Autumn is in when season, environment temperature is higher, and when bittern minimum temperature is more than 5 DEG C, lithium concentration is controlled Deep lake salt field is introduced directly into the bittern close to 1.2g/L (1.2g/L~1.5g/L).
Second step, as season is transferred to the winter of highlands, when environment temperature is -15 DEG C~-5 DEG C, a large amount of ten water awns Nitre preferentially separates out, and as temperature continues to reduce the precipitation with the crystallization water, borax, sodium chloride, potassium chloride are also with aqueous salt or simple The form of salt separates out, and in the case, lithium concentration rises rapidly in bittern, using sulfate ion concentration in bittern as control Index, when the concentration of sulfate ion is reduced to 4g/L~7g/L, in bittern lithium concentration rise very rapidly up to 2.6g/L~ 3.5g/L, rich lithium carbonate brine B and mirabilite ore are obtained after separation of solid and liquid.
For mirabilite ore based on mirabilite hydrate, mass content accounts for more than 70%~90%, and remaining is contaminated with a small amount of borax, chlorination Sodium, potassium chloride.
Preferably, when the concentration of sulfate ion is preferably controlled in 6g/L~7g/L, and treat in bittern on lithium concentration 2.6g/L~3.5g/L is risen to, separation of solid and liquid is carried out, obtained rich lithium carbonate brine, is obtained when subsequently preparing carbonic acid lithium concentrate The lithium carbonate yield obtained can be higher.

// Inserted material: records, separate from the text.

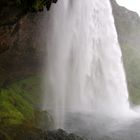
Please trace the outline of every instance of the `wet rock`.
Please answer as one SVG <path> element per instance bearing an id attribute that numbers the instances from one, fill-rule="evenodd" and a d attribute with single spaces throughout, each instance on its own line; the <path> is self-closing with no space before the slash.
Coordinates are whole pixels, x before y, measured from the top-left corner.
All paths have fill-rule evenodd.
<path id="1" fill-rule="evenodd" d="M 48 131 L 44 140 L 85 140 L 73 133 L 68 134 L 62 129 Z"/>
<path id="2" fill-rule="evenodd" d="M 43 131 L 41 129 L 17 126 L 0 127 L 0 140 L 87 140 L 62 129 Z"/>

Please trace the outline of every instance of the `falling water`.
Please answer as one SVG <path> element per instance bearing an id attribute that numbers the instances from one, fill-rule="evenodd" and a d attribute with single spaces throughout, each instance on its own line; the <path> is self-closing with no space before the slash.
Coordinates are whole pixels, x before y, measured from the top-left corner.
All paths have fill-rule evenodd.
<path id="1" fill-rule="evenodd" d="M 67 112 L 119 116 L 128 91 L 109 0 L 59 0 L 49 13 L 44 108 L 63 127 Z"/>

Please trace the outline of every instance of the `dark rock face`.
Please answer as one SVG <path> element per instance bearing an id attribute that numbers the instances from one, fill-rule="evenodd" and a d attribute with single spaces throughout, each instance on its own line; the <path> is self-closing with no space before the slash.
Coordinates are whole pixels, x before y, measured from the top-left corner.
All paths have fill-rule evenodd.
<path id="1" fill-rule="evenodd" d="M 7 131 L 8 133 L 6 133 Z M 24 127 L 7 128 L 6 131 L 0 131 L 0 140 L 8 140 L 8 138 L 12 140 L 87 140 L 73 133 L 68 134 L 62 129 L 45 132 Z"/>
<path id="2" fill-rule="evenodd" d="M 37 31 L 42 14 L 31 13 L 14 25 L 0 26 L 0 87 L 39 71 L 44 50 Z"/>
<path id="3" fill-rule="evenodd" d="M 111 0 L 118 40 L 122 49 L 130 100 L 140 103 L 140 17 Z"/>
<path id="4" fill-rule="evenodd" d="M 1 0 L 0 1 L 0 26 L 11 25 L 25 13 L 17 5 L 16 0 Z"/>
<path id="5" fill-rule="evenodd" d="M 57 0 L 1 0 L 0 26 L 13 25 L 29 12 L 43 11 L 44 6 L 50 10 Z"/>
<path id="6" fill-rule="evenodd" d="M 52 2 L 56 3 L 57 0 L 48 0 L 48 1 L 46 1 L 46 8 L 47 8 L 47 10 L 50 10 Z"/>
<path id="7" fill-rule="evenodd" d="M 73 133 L 68 134 L 62 129 L 48 131 L 44 140 L 85 140 Z"/>
<path id="8" fill-rule="evenodd" d="M 0 1 L 0 88 L 40 70 L 44 48 L 38 23 L 57 0 Z M 42 43 L 42 42 L 41 42 Z M 45 46 L 45 45 L 44 45 Z"/>

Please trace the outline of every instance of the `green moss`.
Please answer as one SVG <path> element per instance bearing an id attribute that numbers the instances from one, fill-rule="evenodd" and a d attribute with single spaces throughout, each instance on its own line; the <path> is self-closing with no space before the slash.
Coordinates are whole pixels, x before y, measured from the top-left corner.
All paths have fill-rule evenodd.
<path id="1" fill-rule="evenodd" d="M 32 76 L 0 90 L 0 124 L 19 125 L 34 121 L 40 103 L 40 78 Z"/>
<path id="2" fill-rule="evenodd" d="M 21 0 L 16 0 L 17 5 L 21 5 L 22 1 Z"/>
<path id="3" fill-rule="evenodd" d="M 128 81 L 130 102 L 140 104 L 140 54 L 134 47 L 123 46 L 124 66 Z"/>
<path id="4" fill-rule="evenodd" d="M 132 83 L 128 83 L 129 93 L 130 93 L 130 102 L 132 104 L 140 104 L 140 88 L 135 87 Z"/>
<path id="5" fill-rule="evenodd" d="M 40 81 L 40 76 L 32 76 L 15 82 L 10 88 L 31 105 L 39 106 L 41 97 Z"/>
<path id="6" fill-rule="evenodd" d="M 45 4 L 46 4 L 46 2 L 44 0 L 36 0 L 33 3 L 32 8 L 36 11 L 42 10 Z"/>

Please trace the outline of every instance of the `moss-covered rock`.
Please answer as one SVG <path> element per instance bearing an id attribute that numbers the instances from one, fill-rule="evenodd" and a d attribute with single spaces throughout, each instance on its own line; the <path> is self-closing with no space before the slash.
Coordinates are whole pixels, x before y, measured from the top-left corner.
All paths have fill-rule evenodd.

It is attached in specific experiment, as shown in Table 2, in the bittern between December 14~28 days January in 2015 in 2014 Lithium concentration is all higher than 2.6g/L and is less than 3.5g/L, for example, 3.36g/L, 3.39g/L;Some be even more more than 3.5g/L, Other are it was found that, lithium concentration can reach 3.9g/L in bittern.Such rich lithium carbonate brine by heating at Reason can obtain high-grade carbonic acid lithium concentrate.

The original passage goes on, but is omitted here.